Turner – State Has Responsibility To Preserve Park Funding

TRENTON – Senator Shirley K. Turner, D-Mercer, a member of the Senate Budget and Appropriations Committee, issued the following statement after the budget panel heard from Department of Environmental Protections Commissioner Lisa Jackson about the status of her department’s budget and funding for parks and recreation in New Jersey:

“Families all across New Jersey are trying to do more on less, and stretch their family budget to the absolute limit. Gasoline prices are soaring, as well as the cost of basic necessities – right now, the cost of a gallon of milk is even higher than the cost of a gallon of gasoline. The national recession has had a profound affect on the expendable incomes of residents all over the Garden State, and many are seeking to visit natural and historical treasures closer to home, rather than extended vacations elsewhere.

“Many New Jerseyans are trying to make the most of their money while the value of the dollar continues to drop and the cost of living continues to rise. At this time of tight family finances, we shouldn’t limit the availability and access to State parks and recreation areas. It sends the wrong message about where the State’s values stand.

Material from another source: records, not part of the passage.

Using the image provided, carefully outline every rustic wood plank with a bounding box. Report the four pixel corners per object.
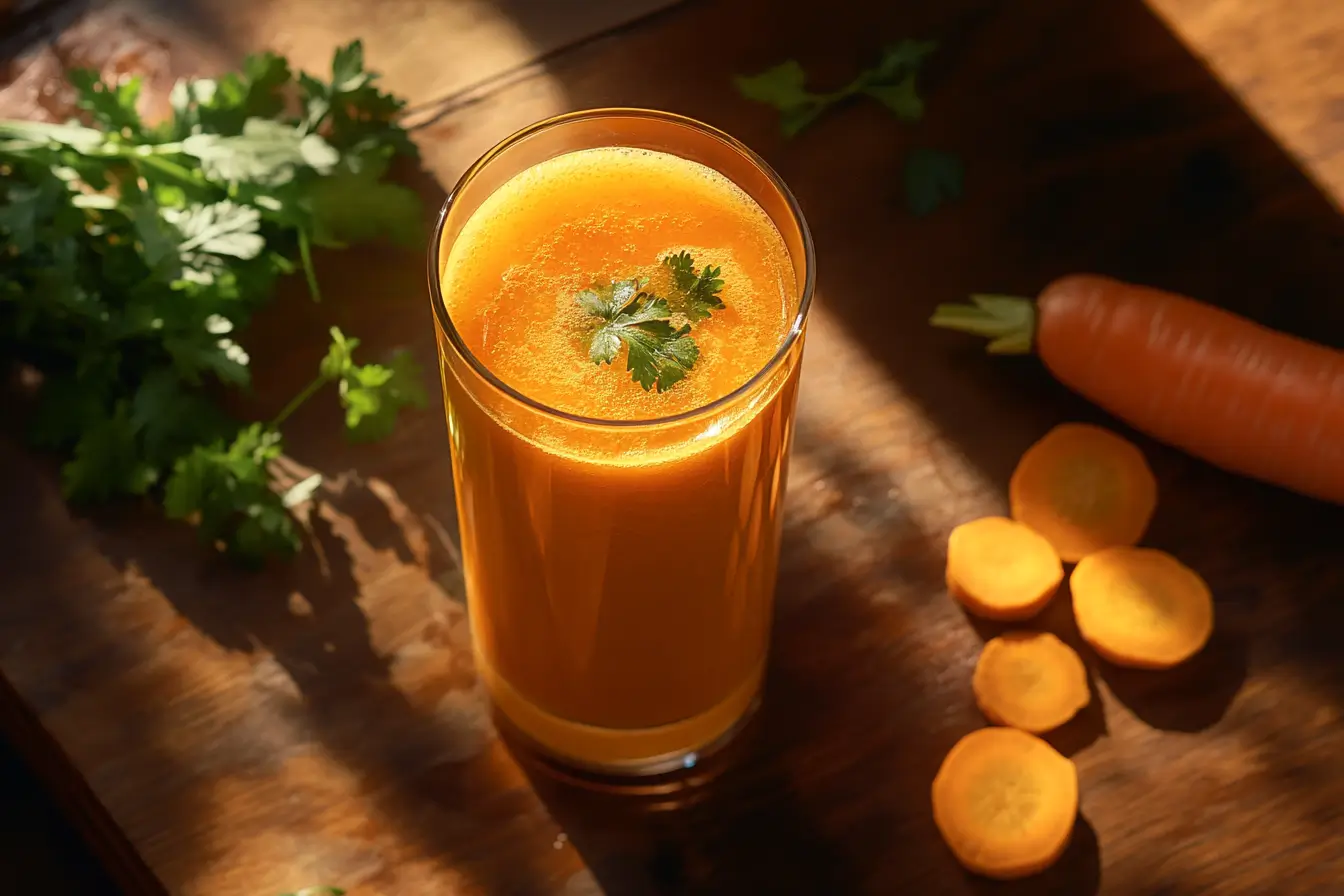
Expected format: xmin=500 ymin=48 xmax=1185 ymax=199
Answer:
xmin=0 ymin=0 xmax=1344 ymax=896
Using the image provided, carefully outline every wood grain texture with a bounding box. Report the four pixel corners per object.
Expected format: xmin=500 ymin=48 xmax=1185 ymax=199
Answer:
xmin=0 ymin=0 xmax=1344 ymax=896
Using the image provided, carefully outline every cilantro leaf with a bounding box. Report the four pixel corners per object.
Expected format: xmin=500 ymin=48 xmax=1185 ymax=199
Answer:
xmin=181 ymin=118 xmax=340 ymax=185
xmin=863 ymin=74 xmax=923 ymax=121
xmin=905 ymin=149 xmax=965 ymax=216
xmin=66 ymin=69 xmax=144 ymax=140
xmin=734 ymin=59 xmax=832 ymax=137
xmin=163 ymin=199 xmax=266 ymax=265
xmin=164 ymin=423 xmax=300 ymax=566
xmin=332 ymin=40 xmax=372 ymax=93
xmin=874 ymin=38 xmax=938 ymax=82
xmin=298 ymin=40 xmax=419 ymax=158
xmin=130 ymin=367 xmax=228 ymax=466
xmin=618 ymin=321 xmax=700 ymax=392
xmin=311 ymin=326 xmax=429 ymax=442
xmin=310 ymin=172 xmax=425 ymax=247
xmin=168 ymin=52 xmax=292 ymax=140
xmin=734 ymin=40 xmax=937 ymax=137
xmin=60 ymin=402 xmax=159 ymax=501
xmin=0 ymin=42 xmax=426 ymax=563
xmin=663 ymin=251 xmax=724 ymax=322
xmin=340 ymin=349 xmax=429 ymax=442
xmin=574 ymin=251 xmax=724 ymax=392
xmin=577 ymin=279 xmax=700 ymax=392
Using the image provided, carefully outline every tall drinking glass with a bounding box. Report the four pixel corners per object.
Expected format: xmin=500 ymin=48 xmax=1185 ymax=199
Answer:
xmin=429 ymin=109 xmax=814 ymax=775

“In my own legislative district, two world-class State parks would be affected by the nearly $9 million funding cut in park funding. Washington Crossing State Park serves as an invaluable recreation area as well as a learning laboratory connecting park visitors with a piece of history. Princeton Battlefield would also be negatively affected by the funding shortfall.

“I’ve received communications from constituents indicating that they would be willing to pay more for the services that they use at these sites, but we must be careful not to price our parks out of the range of all but the wealthiest New Jerseyans.

“In times of national economic uncertainty, our State park services are even more important to the residents of New Jersey. We should exhaust every alternative before taking a short-sighted approach to slashing funding, cutting hours, or outright closing the parks that many rely on as a convenient escape from their everyday lives.”